Sahnede Fed, geride Çin
BOJ faiz artışı ile başlayan panik önce hafta ile sınırlı kaldı ve piyasaların sakinleştiğini gördük. Sakinleşmekten kastım sadece hisse endekslerinin toparlanması değil. Finansal aktörlere yönelik baş gösteren kuşkular hemen yatıştığı gibi Fed’in acil faiz indirmesine yönelik anlamsız çağrıların da bıçakla kesilmiş gibi ortadan kaybolmasından bahsediyorum. Fed faiz indirimlerini enflasyonda gerileme, resesyon veya kredi piyasalarında ciddi bir dalgalanma için saklıyor. Nitekim hafta içinde açıklanan üretici ve tüketici enflasyon verisi Fed’in başarıya yakın olduğunu gösterir nitelikteydi.

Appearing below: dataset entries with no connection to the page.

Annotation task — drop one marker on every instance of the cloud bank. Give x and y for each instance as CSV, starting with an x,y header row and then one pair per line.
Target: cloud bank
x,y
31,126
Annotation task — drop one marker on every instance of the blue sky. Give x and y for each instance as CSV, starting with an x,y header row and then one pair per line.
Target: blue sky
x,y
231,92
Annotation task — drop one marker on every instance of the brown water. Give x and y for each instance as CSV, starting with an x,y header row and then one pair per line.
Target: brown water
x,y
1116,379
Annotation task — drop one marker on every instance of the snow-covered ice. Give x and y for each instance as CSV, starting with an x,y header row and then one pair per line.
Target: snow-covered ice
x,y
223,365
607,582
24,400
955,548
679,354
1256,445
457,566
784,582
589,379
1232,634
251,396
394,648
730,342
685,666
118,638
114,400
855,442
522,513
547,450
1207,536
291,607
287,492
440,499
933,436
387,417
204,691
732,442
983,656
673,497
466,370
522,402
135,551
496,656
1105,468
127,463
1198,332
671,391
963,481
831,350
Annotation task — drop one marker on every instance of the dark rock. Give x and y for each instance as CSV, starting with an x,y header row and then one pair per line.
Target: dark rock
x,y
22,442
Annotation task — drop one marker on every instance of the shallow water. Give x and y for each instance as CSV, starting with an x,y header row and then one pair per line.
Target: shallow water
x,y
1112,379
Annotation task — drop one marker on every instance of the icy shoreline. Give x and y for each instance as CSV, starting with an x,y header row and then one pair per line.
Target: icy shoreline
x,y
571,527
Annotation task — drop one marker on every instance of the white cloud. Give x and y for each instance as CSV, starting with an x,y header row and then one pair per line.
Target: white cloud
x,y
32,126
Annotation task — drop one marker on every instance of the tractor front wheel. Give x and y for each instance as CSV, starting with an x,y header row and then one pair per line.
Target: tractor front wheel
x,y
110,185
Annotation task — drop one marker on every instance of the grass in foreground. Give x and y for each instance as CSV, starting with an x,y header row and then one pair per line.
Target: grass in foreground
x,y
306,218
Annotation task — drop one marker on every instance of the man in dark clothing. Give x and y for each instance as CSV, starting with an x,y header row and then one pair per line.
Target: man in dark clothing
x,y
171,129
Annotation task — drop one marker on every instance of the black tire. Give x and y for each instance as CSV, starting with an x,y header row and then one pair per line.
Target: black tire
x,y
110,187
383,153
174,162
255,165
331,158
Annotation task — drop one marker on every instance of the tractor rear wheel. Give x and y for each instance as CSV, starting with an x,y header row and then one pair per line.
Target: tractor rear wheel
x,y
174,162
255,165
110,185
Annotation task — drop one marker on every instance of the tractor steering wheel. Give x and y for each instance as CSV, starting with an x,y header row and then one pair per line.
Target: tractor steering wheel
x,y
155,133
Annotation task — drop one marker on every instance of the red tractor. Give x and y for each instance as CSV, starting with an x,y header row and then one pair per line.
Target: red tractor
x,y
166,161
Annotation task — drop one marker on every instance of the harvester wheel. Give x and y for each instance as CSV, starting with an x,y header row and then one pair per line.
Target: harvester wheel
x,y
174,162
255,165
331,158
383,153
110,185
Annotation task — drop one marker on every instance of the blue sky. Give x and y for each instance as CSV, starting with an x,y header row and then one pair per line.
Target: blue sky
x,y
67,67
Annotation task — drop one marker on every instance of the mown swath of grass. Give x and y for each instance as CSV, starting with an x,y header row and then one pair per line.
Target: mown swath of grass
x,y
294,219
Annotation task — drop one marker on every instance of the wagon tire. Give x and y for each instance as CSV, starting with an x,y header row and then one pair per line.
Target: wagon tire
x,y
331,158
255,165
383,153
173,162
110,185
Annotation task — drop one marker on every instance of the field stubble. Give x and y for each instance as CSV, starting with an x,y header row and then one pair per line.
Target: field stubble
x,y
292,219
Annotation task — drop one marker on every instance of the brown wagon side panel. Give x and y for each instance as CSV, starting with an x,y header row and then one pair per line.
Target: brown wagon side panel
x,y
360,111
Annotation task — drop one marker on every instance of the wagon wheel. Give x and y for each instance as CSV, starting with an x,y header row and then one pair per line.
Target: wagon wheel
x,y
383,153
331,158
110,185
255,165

Temmuz ayı çekirdek enflasyon 3 aylık yıllıklandırılmış olarak uzun süre sonra hedef yüzde 2 seviyesinin altına geriledi ve yüzde 1,6 olarak gerçekleşti. Konut piyasasında ise dinamiklerin hala enflasyonist olduğunu ve hedeflenen seviyelerden uzakta seyretmeye devam ettiğini görüyoruz. Şu anda ABD’de tartışma konusu Fed’in acil faiz indiriminden ziyade eylül ayında 25 mi yoksa 50 baz mı indireceği. Ki doğrudan bu konuda olmasa da haftaya gerçekleştirilecek olan Jackson Hole toplantısında Fed’in yaklaşımına dair daha fazla bilgi edinebiliriz.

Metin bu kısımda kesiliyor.